5 things to do before you start a business
Got an idea for a business? That’s great, but remember it is vital to put in plenty of groundwork before you launch.
In this article, we discuss five key steps SMEs need to take before they start trading, to give themselves the best chance of success.
The first and most important thing to do before launch is market research, to prove there is demand for the new business’ offering.
There are a variety of ways to do this, including:
• Discuss the idea with trusted people in your professional network – especially those who work in relevant sectors.
• Do competitor analysis. Which businesses are already active in your target sector and marketplace? How successful are they? Do they get too little custom, just enough, or more than they can handle? If you are launching a bricks-and-mortar business in a single location, this probably means you’ll need to analyse rivals based nearby; whereas businesses that will trade online should take a market-wide view.
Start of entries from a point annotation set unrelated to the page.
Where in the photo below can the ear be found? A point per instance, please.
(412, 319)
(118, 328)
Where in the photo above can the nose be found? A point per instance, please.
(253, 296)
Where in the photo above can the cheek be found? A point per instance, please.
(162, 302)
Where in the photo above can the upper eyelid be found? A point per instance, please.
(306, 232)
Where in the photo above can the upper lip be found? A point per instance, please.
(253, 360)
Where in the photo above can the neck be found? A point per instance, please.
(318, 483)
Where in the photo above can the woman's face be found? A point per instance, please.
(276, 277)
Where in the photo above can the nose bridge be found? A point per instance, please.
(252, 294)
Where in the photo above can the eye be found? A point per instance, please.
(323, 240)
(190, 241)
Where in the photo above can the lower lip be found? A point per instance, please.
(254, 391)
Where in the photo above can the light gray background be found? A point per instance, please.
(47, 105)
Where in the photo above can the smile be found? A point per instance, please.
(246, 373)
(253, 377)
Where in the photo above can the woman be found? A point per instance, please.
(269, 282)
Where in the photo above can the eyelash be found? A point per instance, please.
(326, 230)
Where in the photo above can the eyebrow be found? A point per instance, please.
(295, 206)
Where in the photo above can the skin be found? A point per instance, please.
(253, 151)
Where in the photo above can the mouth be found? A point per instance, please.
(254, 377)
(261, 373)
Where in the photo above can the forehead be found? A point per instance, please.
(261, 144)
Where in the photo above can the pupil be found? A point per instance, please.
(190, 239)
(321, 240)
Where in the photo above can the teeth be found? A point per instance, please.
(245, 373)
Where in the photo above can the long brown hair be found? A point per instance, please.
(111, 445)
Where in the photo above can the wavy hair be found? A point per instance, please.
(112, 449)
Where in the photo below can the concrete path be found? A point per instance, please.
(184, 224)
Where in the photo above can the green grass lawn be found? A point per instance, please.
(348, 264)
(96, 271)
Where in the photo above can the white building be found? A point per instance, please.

• Gauge demand by asking your target audience if they would buy what you are selling. Established methods for doing this range from casually posting questions in social media groups, to detailed consumer surveys with lots of participants.
We suggest using a mix of research methods to get a detailed picture of the market before you launch.
Set up a business address and phoneline
Clearly listed address and contact details on a business’ website or social account build customer confidence, whereas missing or hard-to-find details are an obstacle to trust and transactions.
According to research from KoMarketing (PDF), 51% of people say “thorough contact details” is the most important element missing from many company websites. 44% of respondents to the survey said they would leave a company’s website if the business address and website were not listed.
For businesses trading as a limited company, this is not just a matter of consumer preference: listing a business address and contact details is a legal requirement under the Companies Act 2006 (UK).
Supplying a registered office address is part of the process for incorporating a company in the UK. This needs to be a physical address in your country of operation, which you can effectively use to receive mail. The address you choose will be publicly listed on the Companies House online registry.
As for setting up a business phoneline, Virtual Phone Numbers are an affordable, very effective way to make your business look professional without having to fork out for new handsets. Depending on your business you should choose a number that suits you best. For example, a local landline will give a good local business impression and increases customer trust compared to a regular mobile. An 0800 freephone number is a great way to help increase enquiries and look large and established. You also have the option of 0333 numbers, a nationwide number with no geographic location, these numbers cost the same to call as a regular landline. Check out this blog on how to get a small business phone system.
Secure your online real estate
Almost all businesses require an online presence, usually in the form of a website and profiles on prominent social media platforms like Facebook and Instagram.
When a business is successful, this can draw the attention of “cyber-squatters”. These are individuals who buy or claim website domains and social media profiles relating to a brand name, then try to sell them to the brand itself at exorbitant prices.
To limit the risk of this happening, businesses should occupy as many domain names and social profiles relating to their brand name and trademarked terms as they can. The best time to do this is before launch, when very few people know about the business.
New businesses wishing to be especially cautious should also consider buying domain names that could be used as a platform for criticising the brand, such as [brandname]sucks.co.uk.
Plan for your personal income and how the business will be funded
UK businesses typically will not be profitable in the first 2-3 years of trading. Some businesses take even longer to go into the black, including many that eventually achieve great success.
The difficulty of turning a profit can leave business founders with a quandary: will they live without pay for an extended period, or will they draw an income from a business already operating on a tight budget?
According to Startups.com users, it is good practice to set aside enough money to cover your personal costs – including mortgage/rent, bills, food and entertainment – for the first 1-2 years of trading.
For entrepreneurs who don’t have enough money in the bank to do this, alternative approaches include doing part-time or freelance work on the side, or being supported by a partner or family member.
If none of these options are suitable, you should consider launching a business with low overheads and quick access to custom, such as certain B2B services.
The other side to the financial challenge facing founders is budgeting for the business and working out how it will be funded. Common funding sources for new businesses include personal savings, money from family and friends, crowdfunding contributions, angel investors, venture capital, bank loans and startup funding.
Put systems in place for planning and managing the business
This article should have given you a sense of the variety of tasks that go into setting up a business. There’s a lot to get right, and this means it is important to put appropriate task management systems in-place.
That’s our five things to do before you start a business. From market research to setting up a business phoneline, starting your business takes a little preparation. However, it’s all worth it to get your dream up and running, it’s important to keep that new business excitement going and drive it to success!